If trial subjects are noncompliant, "you can't correlate the outcome of the study with the efficacy of the drug itself. So that requires additional time, excess patients, a lot of money -- tens of millions of dollars," said Rizwan Bashirullah, PhD, assistant professor of electrical and computer engineering at the University of Florida, who helped develop the device. "So the real question is, if you can use this technology and improve compliance by a little bit, even a few percentage points, it could have an impact which eventually gets translated to the consumer and insurers."
The device could also be used in clinical practice, Bashirullah said, by giving physicians an accurate read on whether prescriptions are being filled and taken. "You can envision it having an impact if this picks up for the elderly, mental health or addiction patients."
When patients don't follow a prescription order as written, costs can mount to $100 billion a year for avoidable hospitalizations and more than 200,000 deaths annually, various studies have found.
In a study published online Feb. 4 by the Journal of General Internal Medicine, researchers, looking at nearly 200,000 prescriptions written by 1,217 prescribers over 12 months, found that 18% of new prescriptions were never filled. Other studies have put noncompliance rates -- either from not filling a prescription or failing to take the medication as prescribed -- as high as half of all prescriptions, depending on the population.
The Florida researchers developed a way to print nontoxic, conductive silver lines on the outside of a capsule to serve as an antenna for the microchip embedded inside.
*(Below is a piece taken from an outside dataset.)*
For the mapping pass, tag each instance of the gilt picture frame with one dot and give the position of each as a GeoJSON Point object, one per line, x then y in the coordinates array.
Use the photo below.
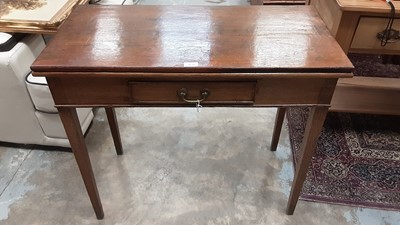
{"type": "Point", "coordinates": [35, 16]}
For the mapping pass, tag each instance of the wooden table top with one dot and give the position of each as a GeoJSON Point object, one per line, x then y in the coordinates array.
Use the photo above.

Once swallowed, the microchip, via the antenna, sends its message that the pill has been taken.
Bashirullah said the pill has tested successfully on artificial models and cadavers. After breaking down, it leaves only a small byproduct of silver, less than what is present in tap water, he said.
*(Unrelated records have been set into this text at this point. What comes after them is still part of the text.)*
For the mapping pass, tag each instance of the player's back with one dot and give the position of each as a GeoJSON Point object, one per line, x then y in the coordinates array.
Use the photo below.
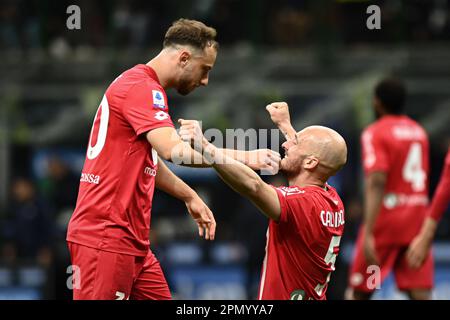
{"type": "Point", "coordinates": [302, 247]}
{"type": "Point", "coordinates": [399, 147]}
{"type": "Point", "coordinates": [118, 178]}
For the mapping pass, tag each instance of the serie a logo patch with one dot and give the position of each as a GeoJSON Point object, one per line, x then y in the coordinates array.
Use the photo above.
{"type": "Point", "coordinates": [158, 100]}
The university has created a spin-off company that hopes to take the device to market. Bashirullah said the next step is obtaining FDA approval, which will require more rigorous testing of the pill system.
In terms of potential pricing, Bashirullah compared it to radio frequency identification technology. Now that RFID tags are in the mass market, they can be purchased for as little as 25 cents. Once the pill technology is produced in high volumes, "there's no reason we couldn't use the same [pricing] model," he said.
Bashirullah expects the system to go to market in about two years. It's not expected to replace other strategies to address medication adherence, which Bashirullah notes is a complex problem that should be addressed with a multipronged approach. The system could be used in conjunction with other strategies such as patient education, complimentary technologies or better labeling, he said.
An editorial published online April 7 by the New England Journal of Medicine suggested that financial incentives, such as reducing co-payments for patients and changing the physician payment structure so doctors get rewarded for compliance, could help improve adherence rates. The piece also recommended strategies to identify which patients are most likely to be noncompliant, which can help in developing corrective strategies.